Combat skills are a great source for about everything. They feed into themselves, since the high-level armour and weapons (which are maybe not “essential” by definition, but let’s be honest… they kinda are) are dropped from PvM. However, they also have drops for nearly every other skill, which is why the money-making balance between skilling and combat is so off. This table shows that.

Once we move lower, we start seeing the real interesting parts. Gathering skills are generally dependencies for artisan skills, as we expect, though artisan skills can also depend on other artisan skills. Artisan skills in turn are often of one of two flavours: they either feed into combat skills quite heavily, or they provide smaller benefits across the board (Herblore potions, Firemaking incense sticks, etc.).

Two final interesting things are the fact that Thieving is right up there with combat providing a secondary source of items for skills. I made one exception here, which is Farming. Thieving is generally considered one of the best ways to obtain seeds, and I’d argue that Thieving is the de facto input for farming in that sense. Invention is the opposite of both combat and Thieving, is a true item sink, with almost every skill producing items that can be used for disassembly.

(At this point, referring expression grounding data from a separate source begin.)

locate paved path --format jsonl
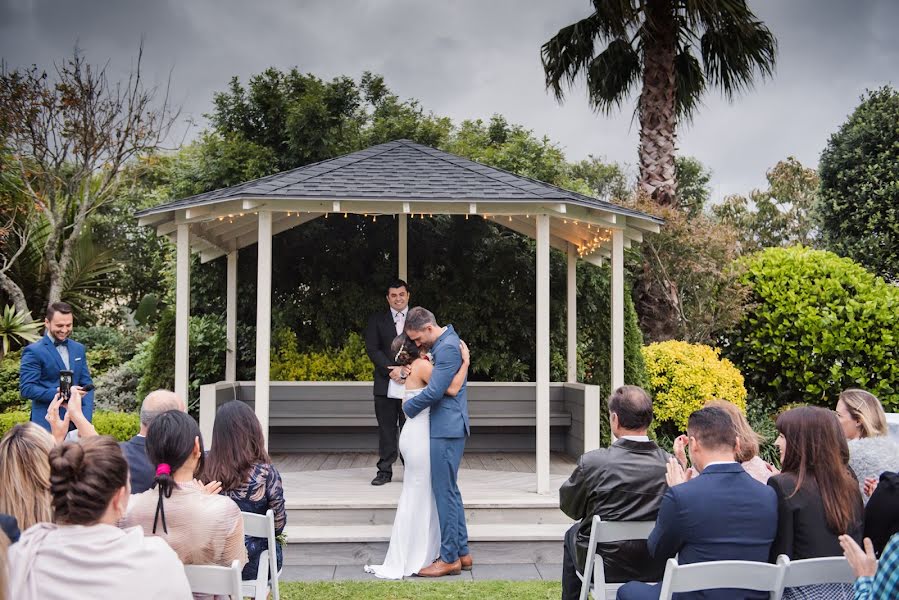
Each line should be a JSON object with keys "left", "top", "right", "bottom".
{"left": 282, "top": 562, "right": 563, "bottom": 582}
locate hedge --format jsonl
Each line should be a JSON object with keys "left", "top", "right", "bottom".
{"left": 725, "top": 246, "right": 899, "bottom": 410}
{"left": 0, "top": 410, "right": 140, "bottom": 441}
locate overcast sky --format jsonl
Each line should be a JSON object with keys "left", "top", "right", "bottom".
{"left": 2, "top": 0, "right": 897, "bottom": 201}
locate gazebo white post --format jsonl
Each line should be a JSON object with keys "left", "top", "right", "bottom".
{"left": 225, "top": 250, "right": 238, "bottom": 382}
{"left": 398, "top": 213, "right": 408, "bottom": 280}
{"left": 255, "top": 211, "right": 273, "bottom": 448}
{"left": 174, "top": 224, "right": 190, "bottom": 404}
{"left": 611, "top": 229, "right": 625, "bottom": 391}
{"left": 536, "top": 214, "right": 551, "bottom": 494}
{"left": 566, "top": 242, "right": 577, "bottom": 383}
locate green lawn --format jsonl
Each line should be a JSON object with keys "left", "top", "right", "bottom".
{"left": 279, "top": 580, "right": 562, "bottom": 599}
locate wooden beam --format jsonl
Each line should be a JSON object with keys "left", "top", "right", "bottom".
{"left": 174, "top": 224, "right": 190, "bottom": 404}
{"left": 536, "top": 215, "right": 551, "bottom": 495}
{"left": 255, "top": 211, "right": 273, "bottom": 448}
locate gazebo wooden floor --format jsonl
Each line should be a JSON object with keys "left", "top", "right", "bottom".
{"left": 272, "top": 451, "right": 578, "bottom": 475}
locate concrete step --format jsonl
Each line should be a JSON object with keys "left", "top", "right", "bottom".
{"left": 282, "top": 523, "right": 570, "bottom": 566}
{"left": 286, "top": 503, "right": 571, "bottom": 526}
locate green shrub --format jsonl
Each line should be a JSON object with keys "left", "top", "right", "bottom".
{"left": 0, "top": 351, "right": 23, "bottom": 412}
{"left": 725, "top": 246, "right": 899, "bottom": 410}
{"left": 0, "top": 411, "right": 28, "bottom": 437}
{"left": 94, "top": 362, "right": 143, "bottom": 412}
{"left": 271, "top": 329, "right": 372, "bottom": 381}
{"left": 0, "top": 410, "right": 138, "bottom": 441}
{"left": 93, "top": 411, "right": 140, "bottom": 441}
{"left": 643, "top": 340, "right": 747, "bottom": 432}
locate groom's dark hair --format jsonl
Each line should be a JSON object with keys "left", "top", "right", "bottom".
{"left": 386, "top": 279, "right": 409, "bottom": 294}
{"left": 404, "top": 307, "right": 437, "bottom": 332}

So what can we learn from this? I think the analysis is a bit too rudimentary too make real, hard conclusions. To gain a better understanding, we’d also have to look at exclusive flows. For example: the new Farming and Herblore updates added a lot of items that are needed for Herblore, and are only obtainable through Farming. No combat drops here. That is very different than herbs, which can definitely be gotten through other means as well.

The point I’d really like to focus on, is stressing how much these skill connections exist, but also how much they matter. Ever since the Farming & Herblore update came out, I have been training the skills in tandem. Farming my own requirements for Herblore makes the skills much more interesting to play. Instead of farming herbs just for money or experience, I am farming them so I need them. And instead of throwing millions of GP into Herblore supplies, I need to be a bit more scrappy and do what I can with just the stuff I have. It actually gives the skills purpose beyond the endless grind.

This is what I hope we’ll see more in the future. The observant viewers will already have noticed that I added in Archaeology among the other skills. From the get-go, it will integrate with Invention and Summoning. This should address the problem that Divination had when it was released: it felt isolated, independent from other skills.

As much as I hope that Jagex will continue to tie in the skills together, I also invite you to train skills together. If you’re an Ironman, you most certainly already do, but even for us non-Ironmen: there is no harm in paying the iron-price every now and then, working for the resources we need, instead of throwing money at it.